Handling Partition Size Limits in Incremental Fetch Responses
Sometimes, the per-fetch-request limit is too small to allow us to return information about every partition. In those cases, we will limit the number of partitions that we return information about, to avoid exceeding the per-request maximum. (As specified in KIP-74, the response will always return at least one message, though.)
If we always returned partition information in the same order, we might end up "starving" the partitions which came near the end of the order. With full fetch requests, the client can rotate the order in which it requests partitions in order to avoid this problem. However, incremental fetch requests need not explicitly specify all the partitions. Indeed, an incremental fetch request may contain no partitions at all.
In order to solve the starvation problem, the server must rotate the order in which it returns partition information. We do this by lexicographically ordering the partitions, and then starting at the partition whose index is the request sequence number modulo the number of partitions.
For example, suppose that the fetch session has partitions P1, P2, and P3. In that case, the fetch request with sequence number 1 will start at index 1 % 3 = 1. Therefore it will return information about P2 first. If any space is left over, we will return information about P3. And if any space is left over at the end, we will return information about P1. Similarly, for the request with sequence number 2, the order will be P3, P1, P2. For the request with sequence number 3, the order will be P1, P2, P3. And so on.
Schema
FetchResponse => throttle_time_ms error_code error_string fetch_session_id [topic]
throttle_time_ms => INT32
error_code => INT16
error_string => STRING
fetch_session_id => INT64
response_flags => INT8
topic => topic_name [partition]
topic_name => STRING
partition => partition_header records
partition_header => partition_id error_code high_watermark last_stable_offset log_start_offset [aborted_transaction]
partition_id => INT32
error_code => INT16
high_watermark => INT64
last_stable_offset => INT64
log_start_offset => INT64
aborted_transaction => producer_key first_offset
producer_key => INT64
first_offset => INT64
records => RECORDS
Compatibility, Deprecation, and Migration Plan
Although this change adds the concept of incremental fetch requests, existing brokers can continue to use the old FetchRequest as before. Therefore, there is no compatibility impact.
Rejected Alternatives
We considered several other approaches to minimizing the inefficiency of FetchRequests and FetchResponses.
- Reduce the number of temporary objects created during serialization and deserialization
- Assign each topic a unique ID, so that topic name strings do not have to be sent over the wire
Changing the way Kafka does serialization and deserialization would be a huge change, requiring rewrites of all the Request and Response classes.
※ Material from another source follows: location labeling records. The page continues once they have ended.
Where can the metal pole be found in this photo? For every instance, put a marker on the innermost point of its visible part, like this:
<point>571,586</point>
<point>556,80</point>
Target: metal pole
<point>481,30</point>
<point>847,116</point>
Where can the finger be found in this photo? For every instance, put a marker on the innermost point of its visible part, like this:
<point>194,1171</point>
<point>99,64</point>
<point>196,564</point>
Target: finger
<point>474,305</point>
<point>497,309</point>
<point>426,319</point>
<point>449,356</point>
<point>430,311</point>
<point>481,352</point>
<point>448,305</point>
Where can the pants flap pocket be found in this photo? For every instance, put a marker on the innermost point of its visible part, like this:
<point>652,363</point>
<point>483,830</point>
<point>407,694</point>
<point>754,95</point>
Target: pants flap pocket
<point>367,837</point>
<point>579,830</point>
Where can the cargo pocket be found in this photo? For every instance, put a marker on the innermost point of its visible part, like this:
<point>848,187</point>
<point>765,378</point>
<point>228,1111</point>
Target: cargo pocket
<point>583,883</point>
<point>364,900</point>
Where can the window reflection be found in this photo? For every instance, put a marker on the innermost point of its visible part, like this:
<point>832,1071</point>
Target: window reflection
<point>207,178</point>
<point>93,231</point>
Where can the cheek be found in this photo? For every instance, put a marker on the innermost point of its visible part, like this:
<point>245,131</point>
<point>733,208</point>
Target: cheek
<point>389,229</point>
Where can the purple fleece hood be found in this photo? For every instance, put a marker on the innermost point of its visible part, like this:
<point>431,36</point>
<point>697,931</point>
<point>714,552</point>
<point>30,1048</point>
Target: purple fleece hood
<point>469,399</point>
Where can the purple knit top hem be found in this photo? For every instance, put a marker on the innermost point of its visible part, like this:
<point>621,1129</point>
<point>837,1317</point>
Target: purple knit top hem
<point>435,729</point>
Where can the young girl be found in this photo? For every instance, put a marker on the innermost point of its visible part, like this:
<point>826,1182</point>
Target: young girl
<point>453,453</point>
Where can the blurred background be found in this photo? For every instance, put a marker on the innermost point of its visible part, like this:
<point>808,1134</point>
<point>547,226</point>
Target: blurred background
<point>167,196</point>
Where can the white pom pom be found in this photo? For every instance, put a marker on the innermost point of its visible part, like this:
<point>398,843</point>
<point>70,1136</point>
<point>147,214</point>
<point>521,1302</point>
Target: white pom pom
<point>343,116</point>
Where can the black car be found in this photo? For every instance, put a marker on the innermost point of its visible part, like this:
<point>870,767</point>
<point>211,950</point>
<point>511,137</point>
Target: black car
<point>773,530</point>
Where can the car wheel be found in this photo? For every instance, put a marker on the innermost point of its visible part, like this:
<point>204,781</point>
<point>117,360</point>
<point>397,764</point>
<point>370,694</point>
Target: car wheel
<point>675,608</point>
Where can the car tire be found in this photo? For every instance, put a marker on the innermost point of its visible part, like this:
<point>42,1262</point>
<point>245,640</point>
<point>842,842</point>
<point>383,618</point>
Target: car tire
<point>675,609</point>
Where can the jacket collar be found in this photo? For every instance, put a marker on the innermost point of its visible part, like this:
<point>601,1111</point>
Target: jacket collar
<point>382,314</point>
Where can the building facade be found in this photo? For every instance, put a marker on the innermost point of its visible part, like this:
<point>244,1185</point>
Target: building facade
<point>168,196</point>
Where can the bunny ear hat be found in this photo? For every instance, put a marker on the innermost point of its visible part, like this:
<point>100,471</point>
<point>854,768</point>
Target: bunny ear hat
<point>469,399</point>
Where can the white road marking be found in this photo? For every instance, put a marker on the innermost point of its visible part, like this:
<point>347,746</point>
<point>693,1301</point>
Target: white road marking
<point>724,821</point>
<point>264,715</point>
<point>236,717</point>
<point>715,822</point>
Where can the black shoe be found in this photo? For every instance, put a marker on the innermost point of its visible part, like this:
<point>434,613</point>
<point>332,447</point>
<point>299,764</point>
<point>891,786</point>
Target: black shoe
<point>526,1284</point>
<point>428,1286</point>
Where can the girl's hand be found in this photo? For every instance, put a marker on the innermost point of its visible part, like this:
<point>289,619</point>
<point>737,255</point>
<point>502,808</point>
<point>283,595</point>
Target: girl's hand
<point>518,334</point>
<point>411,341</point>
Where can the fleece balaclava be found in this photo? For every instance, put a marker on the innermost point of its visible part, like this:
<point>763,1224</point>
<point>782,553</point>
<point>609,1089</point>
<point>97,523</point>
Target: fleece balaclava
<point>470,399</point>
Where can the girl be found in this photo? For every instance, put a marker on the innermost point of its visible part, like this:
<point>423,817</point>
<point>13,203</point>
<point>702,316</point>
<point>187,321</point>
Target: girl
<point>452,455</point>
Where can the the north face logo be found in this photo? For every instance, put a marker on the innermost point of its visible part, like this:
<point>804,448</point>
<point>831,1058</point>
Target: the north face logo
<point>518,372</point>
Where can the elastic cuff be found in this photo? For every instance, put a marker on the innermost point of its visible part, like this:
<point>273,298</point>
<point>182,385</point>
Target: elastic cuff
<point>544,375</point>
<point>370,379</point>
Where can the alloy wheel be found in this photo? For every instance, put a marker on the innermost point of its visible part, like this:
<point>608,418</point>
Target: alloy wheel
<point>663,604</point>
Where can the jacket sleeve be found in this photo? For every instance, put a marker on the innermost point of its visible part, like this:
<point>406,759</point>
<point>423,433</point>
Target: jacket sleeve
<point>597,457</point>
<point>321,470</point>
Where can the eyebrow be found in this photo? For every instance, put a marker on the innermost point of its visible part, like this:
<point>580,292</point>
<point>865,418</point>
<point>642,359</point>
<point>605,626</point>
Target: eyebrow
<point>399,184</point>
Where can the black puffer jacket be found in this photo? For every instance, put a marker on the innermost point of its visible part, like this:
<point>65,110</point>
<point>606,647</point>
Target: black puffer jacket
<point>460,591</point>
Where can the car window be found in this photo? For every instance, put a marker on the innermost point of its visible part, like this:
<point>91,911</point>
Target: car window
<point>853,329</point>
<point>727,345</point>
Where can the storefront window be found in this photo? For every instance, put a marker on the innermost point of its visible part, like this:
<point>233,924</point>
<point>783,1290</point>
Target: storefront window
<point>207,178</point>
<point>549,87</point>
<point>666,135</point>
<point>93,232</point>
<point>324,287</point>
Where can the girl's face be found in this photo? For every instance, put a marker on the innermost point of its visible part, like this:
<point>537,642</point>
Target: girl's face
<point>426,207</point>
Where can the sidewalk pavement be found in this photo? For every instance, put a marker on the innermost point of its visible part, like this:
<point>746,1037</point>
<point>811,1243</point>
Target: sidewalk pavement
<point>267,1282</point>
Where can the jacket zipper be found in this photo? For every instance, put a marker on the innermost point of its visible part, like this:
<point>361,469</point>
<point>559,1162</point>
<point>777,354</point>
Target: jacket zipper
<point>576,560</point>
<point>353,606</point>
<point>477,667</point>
We could potentially gain some efficiency by getting rid of the Builder classes for messages, but we would have to find a way to solve the problems which the Builder classes currently solve, such as the delayed binding between message content and message version and format. Micro-optimizing the serialization and deserialization path might also involve making tradeoffs that decrease perceived code quality. For example, we might have to sometimes give up immutability, or use primitive types instead of class types.
Assigning unique IDs to topics is also a very big project, requiring cluster-wide coordination, many RPC format changes, and potentially on-disk format changes as well.
More fundamentally, while both of these approaches improve the constant factors associated with FetchRequest and FetchResponse, they do not change the computational complexity. In both cases, the complexity would remain O(num_extant_partitions). In contrast, the approach above makes the messages scale as O(num_partition_changes). Adding IncrementalFetchRequest and IncrementalFetchResponse is a smaller and more effective change.